As I prepare to celebrate noon Mass at the Cathedral on December 14, I remember my friendship, admiration, and gratitude for Archbishop Kelly. I miss his presence and his counsel very much.
A few months after his death, Norma Merrick asked if I wanted to read the letters that he wrote to his mother over the 30-year period from the time he left home to the time his mother joined him to live in Louisville. Norma, so faithful for three-plus decades to him and to so many, including me, arranged his letters — including the first from his time as a young Dominican novice — in two large binders. It seems that his mother was very diligent in keeping these letters, which now are a permanent part of archdiocesan archives.
Of course, I was happy to have the opportunity to read these letters and, armed with two big albums, spent one of the most enjoyable and deeply moving evenings — about four hours in all — that I have experienced in quite a long time. The letters tell the tale of a person whom the people of the Archdiocese of Louisville came to know and love as he served as leader and friend for more than a quarter of a century. As I read the letters, I discovered the man whom we all know: a man of great charm and humor and a man of great intelligence and deep, humble faith. It is so good to remember Archbishop Thomas
Cajetan Kelly as his first anniversary of death nears and to celebrate the Holy Eucharist on Friday, both praying for the faithful repose of his soul and praying in gratitude for his great gift among us, a legacy that lives on.
It is quite a coincidence that this also is the time of the 75th anniversary of the Diocese of Louisville becoming an Archdiocese and the anniversary of the Province of Louisville being established. This canonical event coincided with the establishment of the Diocese of Owensboro. Bishop Medley, along with Bishop Emeritus John McRaith and the faithful of Owensboro, had a wonderful celebration last Saturday. We congratulate our neighbors to the west and join them in giving praise to God. Holy is God’s name!
It is hard to believe there are so many celebrations touching the seven dioceses that make up the Province of Louisville. Of course, we are still basking in the bicentennial celebration of Bardstown, now Louisville, becoming a diocese. Who could forget the Mass at Slugger Field and the one in front of the Basilica of St. Joseph Proto-Cathedral? The wonderful national welcome given to our Holy Father in Washington, D.C., and in New York as we recalled Baltimore’s establishment as an Archdiocese. And the 1808 formation of the dioceses of Bardstown, Boston, New York and Philadelphia also was memorable.
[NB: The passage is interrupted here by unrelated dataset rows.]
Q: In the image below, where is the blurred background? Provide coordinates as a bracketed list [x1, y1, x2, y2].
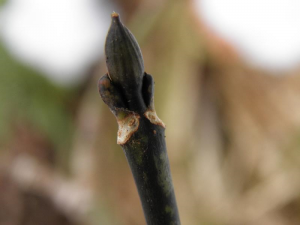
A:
[0, 0, 300, 225]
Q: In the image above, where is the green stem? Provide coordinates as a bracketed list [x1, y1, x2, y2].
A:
[98, 13, 180, 225]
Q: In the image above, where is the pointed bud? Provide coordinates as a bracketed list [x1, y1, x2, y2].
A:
[105, 12, 144, 92]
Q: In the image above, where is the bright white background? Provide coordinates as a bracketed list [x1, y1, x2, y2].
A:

To complete the listing of celebrations, next year Nashville will be 175, Covington 160, Lexington and Knoxville will mark their silver (25th) anniversaries — and just a year ago Memphis was 40.
Some have asked exactly what a province is. Canon 431 says it well: “Neighboring particular churches are to be brought together into ecclesiastical provinces limited to a certain territory in order that the common pastoral activity of the various neighboring dioceses may be promoted in accord with the circumstances of persons and places and in order that the relationships of the diocesan bishops among themselves may be more suitably fostered.”
The see of a province — in the case of Kentucky and Tennessee, Louisville — is called an Archdiocese, and the Archbishop is known canonically as the metropolitan. (Before we became an Archdiocese in 1937, the see city was Cincinnati, and before that, Baltimore.)
When I was appointed archbishop in 2007, I recall asking Archbishop Kelly exactly what it means to be an Archbishop or metropolitan of a province of dioceses. In his typical fashion that I described above as charming, humorous, smart, humble, and faithful, he quickly answered: “It means you are to keep unity among the bishops and the dioceses without getting in the way!”
May Archbishop Kelly rest in eternal peace, and may the Church throughout the Province of Louisville, guided so ably by him for 25 years, prosper and grow. The holy season of Advent, that time of hope and anticipation, is such a great time to give thanks!